The panel's report, agreed after its final meeting on 6 November, sets out the pros and cons of closing Bart's put forward by the two sides, leaving the final decision to ministers. It is understood that health ministers have reluctantly accepted that the Tories' closure plan should go ahead but that any final decision would only be taken with the agreement of the Prime Minister and the Treasury.

The review report says that London now has fewer hospital beds than the rest of the country, when account is taken of patients coming into the capital from outside for treatment.
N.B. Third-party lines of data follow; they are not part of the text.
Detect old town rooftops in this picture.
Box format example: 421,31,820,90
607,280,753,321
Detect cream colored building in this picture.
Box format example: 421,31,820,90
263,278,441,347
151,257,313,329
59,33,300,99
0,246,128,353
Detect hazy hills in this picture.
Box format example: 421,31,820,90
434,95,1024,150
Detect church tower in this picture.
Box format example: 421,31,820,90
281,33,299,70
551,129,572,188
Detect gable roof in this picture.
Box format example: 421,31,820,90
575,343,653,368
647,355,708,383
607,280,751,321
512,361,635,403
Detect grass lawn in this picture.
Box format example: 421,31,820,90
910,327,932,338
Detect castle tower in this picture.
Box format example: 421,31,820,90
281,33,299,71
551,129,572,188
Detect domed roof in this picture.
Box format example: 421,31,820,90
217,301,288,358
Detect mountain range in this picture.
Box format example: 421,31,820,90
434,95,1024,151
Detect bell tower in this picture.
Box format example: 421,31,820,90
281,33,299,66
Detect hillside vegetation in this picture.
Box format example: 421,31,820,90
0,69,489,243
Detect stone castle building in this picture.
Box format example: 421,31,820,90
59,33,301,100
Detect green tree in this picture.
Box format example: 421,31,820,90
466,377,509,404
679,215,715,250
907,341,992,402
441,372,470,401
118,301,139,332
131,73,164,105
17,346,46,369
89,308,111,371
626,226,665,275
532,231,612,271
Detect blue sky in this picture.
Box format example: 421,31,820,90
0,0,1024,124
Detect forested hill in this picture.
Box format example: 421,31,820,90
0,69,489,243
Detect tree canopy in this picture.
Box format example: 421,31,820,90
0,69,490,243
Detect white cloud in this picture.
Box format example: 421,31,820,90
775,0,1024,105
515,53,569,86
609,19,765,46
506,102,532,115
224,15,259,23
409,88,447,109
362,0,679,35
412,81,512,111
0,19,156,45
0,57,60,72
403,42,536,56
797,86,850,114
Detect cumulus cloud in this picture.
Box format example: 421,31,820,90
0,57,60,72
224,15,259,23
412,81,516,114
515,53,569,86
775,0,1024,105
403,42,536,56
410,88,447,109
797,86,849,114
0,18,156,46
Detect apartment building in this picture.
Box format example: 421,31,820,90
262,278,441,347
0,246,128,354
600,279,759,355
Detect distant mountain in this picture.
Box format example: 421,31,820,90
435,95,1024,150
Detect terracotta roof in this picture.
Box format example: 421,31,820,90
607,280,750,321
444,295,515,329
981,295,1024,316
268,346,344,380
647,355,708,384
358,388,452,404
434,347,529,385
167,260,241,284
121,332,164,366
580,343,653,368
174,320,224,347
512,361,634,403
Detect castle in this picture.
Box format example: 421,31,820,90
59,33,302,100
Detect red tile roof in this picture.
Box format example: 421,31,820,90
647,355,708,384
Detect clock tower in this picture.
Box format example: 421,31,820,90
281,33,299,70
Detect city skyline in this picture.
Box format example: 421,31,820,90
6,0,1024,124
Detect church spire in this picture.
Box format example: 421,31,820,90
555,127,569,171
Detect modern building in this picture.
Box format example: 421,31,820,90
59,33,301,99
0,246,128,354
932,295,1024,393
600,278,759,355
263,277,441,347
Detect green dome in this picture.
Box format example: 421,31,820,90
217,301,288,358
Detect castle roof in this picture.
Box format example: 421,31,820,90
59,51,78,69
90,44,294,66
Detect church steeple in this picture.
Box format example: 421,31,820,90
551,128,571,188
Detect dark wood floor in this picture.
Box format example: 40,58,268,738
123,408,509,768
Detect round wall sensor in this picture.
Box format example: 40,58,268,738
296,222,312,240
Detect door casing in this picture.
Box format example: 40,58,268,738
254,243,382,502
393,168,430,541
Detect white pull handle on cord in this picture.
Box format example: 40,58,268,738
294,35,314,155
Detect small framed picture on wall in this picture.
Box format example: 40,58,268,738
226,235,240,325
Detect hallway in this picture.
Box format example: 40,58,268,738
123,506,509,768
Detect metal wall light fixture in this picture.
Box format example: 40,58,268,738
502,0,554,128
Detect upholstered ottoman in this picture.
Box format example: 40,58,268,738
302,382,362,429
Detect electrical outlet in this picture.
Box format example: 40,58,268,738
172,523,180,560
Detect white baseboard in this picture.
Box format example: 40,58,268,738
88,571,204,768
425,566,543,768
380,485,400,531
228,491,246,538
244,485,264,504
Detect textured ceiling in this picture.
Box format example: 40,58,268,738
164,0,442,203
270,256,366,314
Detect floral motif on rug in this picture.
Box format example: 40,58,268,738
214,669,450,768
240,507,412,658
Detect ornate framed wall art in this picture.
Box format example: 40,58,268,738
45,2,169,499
The report makes no recommendations on the plans for Guy's and St Thomas's, Britain's largest National Health Service trust. However, it raises questions about the proposals to close Guy's accident and emergency department in 1999 and to build a 232-bed women and children's hospital costing more than pounds 100m on the St Thomas's site while mothballing an 11-storey tower three-quarters of a mile away on the Guy's site.